David Skeel is a Visiting Professor at Harvard Law School.

On Friday, the Illinois Supreme Court released its much anticipated ruling in the challenge to the 2013 Illinois pension reforms referenced in my previous post.  (In re Pension Reform Litigation, 2015 IL 118585 (Ill S. Ct., May 8, 2015)).  As expected, the court struck down the reforms, deeming them incompatible with the pension protection in the Illinois state constitution.  The ruling’s most surprising feature was its breadth.  The court suggested that the pensions of current and retired public employees cannot ever be reduced, in any way, no matter how bleak the state’s financial condition might be.

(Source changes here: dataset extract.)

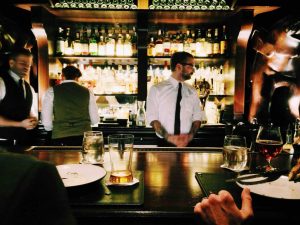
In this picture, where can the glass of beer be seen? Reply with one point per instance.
(269, 143)
(235, 153)
(92, 147)
(120, 151)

As described by the court after a detailed discussion of Illinois’s long history of underfunding its pensions, the 2013 legislation would have increased the retirement age for employees who joined one of the pension systems before January 1, 2011, replaced the automatic 3% yearly increase in these employees’ annuities with a variable formula, and altered their pensions in three other ways.  The seven members of the Illinois Supreme Court unanimously agreed that these adjustments are forbidden by Illinois’s constitutional pension protection, which states that: “Membership in any pension or retirement system of the State … shall be an enforceable contractual relationship, the benefits of which shall not be diminished or impaired.”  As it has done in the past, the court construed this provision as protecting a public employee from the moment she “first embarks upon employment in a position covered by a public retirement system,” and as prohibiting changes not just to benefits the employee has already earned, but also to benefits that may accrue in the future.

To appreciate the breadth of this protection, it is useful to compare it to the Michigan constitutional provision that came into play in the Detroit bankruptcy.  The Michigan provision also states that pension benefits are a contractual obligation that cannot be diminished or impaired, but the protection is limited to accrued benefits.  The provision permits the state to alter the terms of the arrangement with respect to benefits that the employee has not yet earned.

The most far-reaching feature of the Illinois Supreme Court opinion, in my view, is its suggestion that there is no wiggle room at all in this protection, no matter how dire the state’s circumstances may be.  In the past, federal courts sometimes have permitted states to alter their contractual commitments in the context of an economic crisis, despite U.S. and state constitutional provisions forbidding the retrospective impairment of contracts.  After pointing out that even a sponsor of the 2013 reforms acknowledged that it was not the only alternative for addressing Illinois’s pension woes, and that proponents of the pension protection had rejected efforts to include an escape hatch for emergencies when it was adopted in 1970, the Illinois Supreme Court stated that when “legislation has been directed at reducing pension benefits of State employees, this court has expressly held that it is ‘not defensible as a reasonable exercise of the State’s police powers.’”

It is possible that the court’s refusal to permit even modest adjustments to pensions will spur Illinois to take serious steps to reduce its massive ($111 billion) pension shortfall.  Let’s hope that the state does, and that the amount of the shortfall is not insurmountable.  But as I noted in the earlier post, I worry that what this will mean is severely cutting back on the benefits of future state employees, and perhaps forgoing even necessary new hiring in the future.  I also worry that that the shortfall may simply be too deep for Illinois to eliminate.  I have advocated elsewhere that Congress should enact bankruptcy legislation that would give severely distressed states (or a commonwealth like Puerto Rico) the option to file for bankruptcy.  That option isn’t currently available to the Illinois legislature, and Illinois probably would not invoke it if it were.  What the Illinois legislature can do, however, and in my view should do, is permit its municipalities to file for bankruptcy if they become insolvent.   Hopefully, no major Illinois municipality would need to exercise the option.  But the new Illinois Supreme Court decision has made clear that adjusting the pensions of existing employees outside of bankruptcy cannot be part of the solution.